Patricio Rey y sus Redonditos de Ricota chronology
| Cordero Atado (1993) | Luzbelito (1996) | Último Bondi a Finisterre (1998) |

= Luzbelito =

Luzbelito is the eighth album by Argentine rock band Patricio Rey y sus Redonditos de Ricota, released in 1996. In 2007, the Argentine edition of Rolling Stone ranked it 88th on its list of "The 100 Greatest Albums of National Rock".

== Background ==
Luzbelito is a concept album, based on a fictional child of the Devil called "Luzbelito", plays with the ambiguities of human beliefs and behaviors from different points of view.

The recording began in Brazil on "Be Bop" Studios, São Paulo and then in Fort Lauderdale, Florida on "New River" Studios. Back in Buenos Aires, the mixing was completed in El Pie. Two songs on this album were re-recorded: "Blues de la libertad" and "Mariposa Pontiac", which were part of the Patricio Rey first demo, in 1982.

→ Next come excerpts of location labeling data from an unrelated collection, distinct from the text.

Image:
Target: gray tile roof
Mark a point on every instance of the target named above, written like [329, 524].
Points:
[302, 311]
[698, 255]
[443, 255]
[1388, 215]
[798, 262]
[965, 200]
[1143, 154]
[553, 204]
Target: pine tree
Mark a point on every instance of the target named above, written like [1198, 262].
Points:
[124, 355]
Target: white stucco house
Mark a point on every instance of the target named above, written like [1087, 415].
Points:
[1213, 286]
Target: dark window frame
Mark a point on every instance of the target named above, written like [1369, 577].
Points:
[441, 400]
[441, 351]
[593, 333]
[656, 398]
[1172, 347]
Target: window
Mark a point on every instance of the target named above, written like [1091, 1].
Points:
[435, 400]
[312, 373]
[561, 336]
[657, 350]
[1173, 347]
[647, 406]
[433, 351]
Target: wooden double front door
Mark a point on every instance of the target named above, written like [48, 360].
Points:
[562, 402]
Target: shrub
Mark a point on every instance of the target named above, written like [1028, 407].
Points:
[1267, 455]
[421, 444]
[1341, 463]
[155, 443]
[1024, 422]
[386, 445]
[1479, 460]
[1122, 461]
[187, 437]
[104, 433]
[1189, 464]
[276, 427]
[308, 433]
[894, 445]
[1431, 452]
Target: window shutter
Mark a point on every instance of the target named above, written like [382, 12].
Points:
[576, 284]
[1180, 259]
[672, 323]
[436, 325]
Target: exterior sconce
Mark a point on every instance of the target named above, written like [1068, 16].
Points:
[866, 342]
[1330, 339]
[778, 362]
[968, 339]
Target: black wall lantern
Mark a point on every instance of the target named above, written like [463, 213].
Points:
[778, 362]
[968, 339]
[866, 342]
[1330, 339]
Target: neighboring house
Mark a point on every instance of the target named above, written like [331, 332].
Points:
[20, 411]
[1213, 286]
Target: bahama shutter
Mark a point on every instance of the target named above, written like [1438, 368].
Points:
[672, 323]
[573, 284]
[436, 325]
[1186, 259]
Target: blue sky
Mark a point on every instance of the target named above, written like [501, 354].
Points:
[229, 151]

The tour began in Santa Fe, in August 1996 and continued through Tandil and Mar del Plata.

== Track listing ==
- All songs written by Solari/Beilinson.

| No. | Title | Length |
|---|---|---|
| 1. | "Luzbelito y las sirenas [Luzbelito And The Sirens]" | 4:06 |
| 2. | "Cruz Diablo! [Cross Devil]" | 4:13 |
| 3. | "Ella baila con todos [She Dances With Everybody]" | 4:59 |
| 4. | "Fanfarria del Cabrío [Fanfare Of The Goat]" | 5:08 |
| 5. | "Nuotatori Professionisti [Professional Swimmers]" | 4:41 |
| 6. | "Blues de la libertad [Freedom Blues]" | 5:00 |
| 7. | "La dicha no es cosa alegre [Happiness Is Not A Joyful Thing]" | 5:37 |
| 8. | "Me matan limón! [They Kill Me, Limon!]" | 3:35 |
| 9. | "Rock yugular [Jugular Rock]" | 7:04 |
| 10. | "Mariposa Pontiac - Rock del país [Pontiac Butterfly - Country Rock]" | 4:49 |
| 11. | "Juguetes perdidos [Lost Toys]" | 7:09 |

== Personnel ==
- Patricio Rey
- Indio Solari - Lead Vocals.
- Skay Beilinson - Guitars.
- Semilla Bucciarelli - Bass guitar.
- Walter Sidotti - Drums.
- Sergio Dawi - Saxophone.

- Guest
- Lito Vitale - Keyboards.
- Rodolfo Yaria - Trumpet on "Fanfarria del cabrío".
- Metaleira Mantequeira - Brass.

=== Additional personnel ===
- Poly - Management.
- Rocambole - Art cover and design.
- Silvio Reyes Quintana - Graphic Design.
- Juan Manuel Moreno - Graphic Design.